I'd propose discussing the use of ternary operators for control flow versus initialization further.

(In reply to Andrew Sutherland [:asuth] (he/him) from comment #1)

Note: I think https://phabricator.services.mozilla.com/D56014?id=203389#inline-343850 is the link you wanted for context.

Yes, thanks for the better link.

(In reply to Simon Giesecke [:sg] [he/him] from comment #0)

Maybe it makes sense to state that using a single ternary operator is fine, but in more complex cases an IIFE should be preferred.

This sounds good to me as general guidance. I too have pushed back on multiple/nested ternary operators in reviews.

That said, I noticed in this particular case the issue was also being raised about using the ternary operator to invoke methods for IO side-effect purposes. I think my personal bias has always been that the ternary operator should primarily be used for functional expression purposes. Specifically, used to eliminate the introduction of temporary locals that obscure the primary intent/flow of the method. Using the ternary operator to compress imperative/procedural control flow seems obfuscating. (Perhaps because it frequently will tend to push the most meaningful invocations further to the right?)

I'd propose discussing the use of ternary operators for control flow versus initialization further.

I'm not sure if I completely get your point here. What does "for control flow" exactly mean?

Probably we should have examples when adding that to the style document to avoid ambiguity.

As said on the review, I generally tend to prefer functional-style ?: over imperative-style if/else constructs (I really like that in languages like Rust and Xtend everything is an expression, though I still prefer the ternary operator syntax over expression if/else somehow). One thing that might bias this a bit is that in C++ with exceptions, I wouldn't use the ternary operator for functions returning void, which are called solely for their side effect. Here, and I think this was also the case in the review, the functions just return a nsresult error code, which is conceptually equivalent to the former case, but not syntactically. If that matches what you meant, I'd say agree that the ternary operator might be discouraged for cases where the functions are called only for their side effect, i.e. which return void or nsresult.
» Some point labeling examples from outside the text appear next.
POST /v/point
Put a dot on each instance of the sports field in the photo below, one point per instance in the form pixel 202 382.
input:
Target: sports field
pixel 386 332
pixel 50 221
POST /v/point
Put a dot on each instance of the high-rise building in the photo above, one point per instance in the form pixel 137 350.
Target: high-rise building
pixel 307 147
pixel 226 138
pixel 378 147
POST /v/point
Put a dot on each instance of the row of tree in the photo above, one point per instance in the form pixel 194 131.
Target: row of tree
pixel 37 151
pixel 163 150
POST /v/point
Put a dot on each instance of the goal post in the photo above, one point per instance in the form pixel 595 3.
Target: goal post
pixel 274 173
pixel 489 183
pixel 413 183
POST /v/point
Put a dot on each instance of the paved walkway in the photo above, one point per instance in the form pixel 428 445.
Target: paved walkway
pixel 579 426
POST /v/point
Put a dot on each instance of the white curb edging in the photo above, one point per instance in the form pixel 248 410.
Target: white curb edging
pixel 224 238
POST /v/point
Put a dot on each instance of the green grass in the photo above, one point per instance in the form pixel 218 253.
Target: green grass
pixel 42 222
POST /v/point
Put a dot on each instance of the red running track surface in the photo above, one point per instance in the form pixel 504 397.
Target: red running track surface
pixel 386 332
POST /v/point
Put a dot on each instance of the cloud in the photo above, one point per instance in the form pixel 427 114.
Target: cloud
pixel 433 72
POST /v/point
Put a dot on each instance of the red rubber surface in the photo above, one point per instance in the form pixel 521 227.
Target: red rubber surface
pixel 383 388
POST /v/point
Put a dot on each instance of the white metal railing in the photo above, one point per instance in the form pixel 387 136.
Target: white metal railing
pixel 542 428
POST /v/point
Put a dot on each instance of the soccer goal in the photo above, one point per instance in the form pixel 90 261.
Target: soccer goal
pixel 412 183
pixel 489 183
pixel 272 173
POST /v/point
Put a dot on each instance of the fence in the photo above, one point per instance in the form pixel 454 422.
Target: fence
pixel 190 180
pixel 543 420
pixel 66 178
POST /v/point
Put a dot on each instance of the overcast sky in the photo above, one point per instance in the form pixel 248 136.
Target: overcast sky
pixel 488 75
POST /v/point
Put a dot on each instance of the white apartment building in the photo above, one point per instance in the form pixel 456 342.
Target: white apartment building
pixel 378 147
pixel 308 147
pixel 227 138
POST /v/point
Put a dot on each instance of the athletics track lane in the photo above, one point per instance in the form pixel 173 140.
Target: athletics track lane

Restricting the use of the ternary operator to pure functions would be too restrictive in my opinion, and also hard to decide on, since C++ makes no syntactical differences between functions with and without side effects.

My feelings on this are nebulous. I mainly want to express that in general I find the following more quickly comprehensible:

if (inOuterSpace) {
  doOuterSpaceThing();
} else {
  doLandThing();
}

than

inOuterSpace ? doOuterSpaceThing() : doLandThing();

or

(inOuterSpace && doOuterSpaceThing()) || doLandThing();

These examples aren't actually so bad; it's more when the source starts getting more dense because of arguments, etc.

This isn't something I care about deeply and in general I'd defer to the patch author except where the conditions at play become hard to understand. I think we should be moving to rust as much as possible and in rust we'd probably just use match blocks that have an understandable density level.